In a statement issued on Monday, the Germany-based non-profit global anti-graft group that monitors corporate and government corruption said “the NACC is coming under increasing pressure in a tense political situation because it has named Ms Yingluck in an investigation into corruption in the rice market”.
The statement was released only a day before the NACC announced it would make a decision on Ms Yingluck’s case on May 8 or May 15.
“The NACC has had to protect its staff from grenade attacks and issue a statement explaining it is acting as a neutral entity. Government supporters are claiming it is biased and have barricaded its offices,” the statement said.
The NACC headquarters in Nonthaburi was attacked by M79-type grenades on March 24 and 27. The compound’s entry was also blocked for several days by members of the People’s Radio for Democracy Group (PRDG), a faction of the red-shirt pro-government United Front for Democracy against Dictatorship (UDD), in protest at the anti-graft panel’s decision to charge Ms Yingluck in relation to the rice-pledging scheme.
IT said the NACC and the government hosted the International Anti-Corruption Conference in Bangkok in 2010, which was attended by more than 1,500 anti-corruption practitioners wordwide. During that conference, the president of the NACC spoke openly about the challenges in investigating public figures.
“The Bangkok Declaration concluded that the work of anti-corruption agencies needs to remain a national priority, and noted that for anti-corruption agencies to be independent, they must be preserved either in a constitution or an appropriate statute,” the statement said.
The group pledged to support the work of the NACC through its global anti-graft campaign network.
Updated on May 6, 2014.
Srirak Plipat, TI's regional director of Asia Pacific Department, said later in a letter to Bangkok Post that the role of Transparency International is not to support either the opposition or the government in a particular issue. The agency calls for any intimidation of the National Anti-corruption Commission, from no matter what party, to stop.
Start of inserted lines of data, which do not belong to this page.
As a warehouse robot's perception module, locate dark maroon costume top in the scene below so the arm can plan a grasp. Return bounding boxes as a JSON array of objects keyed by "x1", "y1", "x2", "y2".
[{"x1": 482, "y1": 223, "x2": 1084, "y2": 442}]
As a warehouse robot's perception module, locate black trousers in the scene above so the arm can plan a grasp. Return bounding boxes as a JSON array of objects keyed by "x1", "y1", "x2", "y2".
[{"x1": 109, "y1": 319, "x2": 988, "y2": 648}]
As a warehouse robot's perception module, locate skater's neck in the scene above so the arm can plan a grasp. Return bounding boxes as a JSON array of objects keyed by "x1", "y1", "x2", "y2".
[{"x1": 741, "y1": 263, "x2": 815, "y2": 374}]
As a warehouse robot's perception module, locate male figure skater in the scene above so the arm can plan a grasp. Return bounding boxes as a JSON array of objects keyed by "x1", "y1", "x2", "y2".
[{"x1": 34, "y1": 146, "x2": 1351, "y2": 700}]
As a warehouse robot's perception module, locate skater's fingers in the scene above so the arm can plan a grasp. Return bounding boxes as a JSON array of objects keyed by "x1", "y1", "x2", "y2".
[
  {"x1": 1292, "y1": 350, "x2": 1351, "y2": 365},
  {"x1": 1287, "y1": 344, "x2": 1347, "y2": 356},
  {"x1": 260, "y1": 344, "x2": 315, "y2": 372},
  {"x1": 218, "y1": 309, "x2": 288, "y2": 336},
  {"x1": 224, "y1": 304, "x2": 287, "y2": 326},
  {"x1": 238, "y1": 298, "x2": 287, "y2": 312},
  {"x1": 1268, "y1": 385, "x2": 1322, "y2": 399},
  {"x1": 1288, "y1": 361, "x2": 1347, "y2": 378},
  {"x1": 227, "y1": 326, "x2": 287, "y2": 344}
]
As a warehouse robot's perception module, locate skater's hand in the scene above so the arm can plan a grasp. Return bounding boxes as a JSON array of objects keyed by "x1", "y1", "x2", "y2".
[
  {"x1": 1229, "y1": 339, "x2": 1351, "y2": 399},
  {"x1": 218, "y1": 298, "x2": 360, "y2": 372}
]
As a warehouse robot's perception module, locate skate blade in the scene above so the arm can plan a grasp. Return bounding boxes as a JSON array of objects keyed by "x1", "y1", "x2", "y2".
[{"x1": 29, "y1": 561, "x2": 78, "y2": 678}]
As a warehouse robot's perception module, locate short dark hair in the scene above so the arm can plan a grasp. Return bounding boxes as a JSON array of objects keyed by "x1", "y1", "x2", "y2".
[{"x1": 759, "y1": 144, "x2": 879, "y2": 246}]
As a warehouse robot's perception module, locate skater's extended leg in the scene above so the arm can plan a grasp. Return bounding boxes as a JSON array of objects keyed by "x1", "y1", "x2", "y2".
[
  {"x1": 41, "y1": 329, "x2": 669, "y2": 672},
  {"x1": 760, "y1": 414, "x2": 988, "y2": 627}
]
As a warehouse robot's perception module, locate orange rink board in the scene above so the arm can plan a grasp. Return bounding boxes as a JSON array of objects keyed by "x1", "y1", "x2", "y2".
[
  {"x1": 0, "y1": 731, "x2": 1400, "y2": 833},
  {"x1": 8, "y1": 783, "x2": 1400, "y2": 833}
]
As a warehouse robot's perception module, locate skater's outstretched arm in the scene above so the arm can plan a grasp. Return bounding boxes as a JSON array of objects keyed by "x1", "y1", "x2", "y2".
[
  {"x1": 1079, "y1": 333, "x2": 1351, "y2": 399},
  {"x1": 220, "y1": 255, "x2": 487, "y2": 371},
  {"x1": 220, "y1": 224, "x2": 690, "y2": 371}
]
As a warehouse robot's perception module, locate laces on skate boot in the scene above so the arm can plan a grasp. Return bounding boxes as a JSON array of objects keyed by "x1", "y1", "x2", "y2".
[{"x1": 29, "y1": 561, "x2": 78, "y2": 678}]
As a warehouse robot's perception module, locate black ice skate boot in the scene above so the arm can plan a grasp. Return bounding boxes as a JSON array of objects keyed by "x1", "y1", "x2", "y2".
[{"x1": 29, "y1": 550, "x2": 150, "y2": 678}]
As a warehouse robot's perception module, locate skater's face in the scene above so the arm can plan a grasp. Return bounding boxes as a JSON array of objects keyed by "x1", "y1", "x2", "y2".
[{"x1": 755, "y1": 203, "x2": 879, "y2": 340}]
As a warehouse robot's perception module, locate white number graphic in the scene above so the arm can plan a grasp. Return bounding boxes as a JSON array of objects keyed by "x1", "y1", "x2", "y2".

Transparency International's statement points out that anti-corruption agencies are effective in the fight against corruption when they are independent and well-resourced. They should be able to investigate whatever corruption case they decide should be investigated, irrespective of who is involved, free from intimidation. This holds true for Thailand and would be the same whatever party was in power and whoever was in opposition.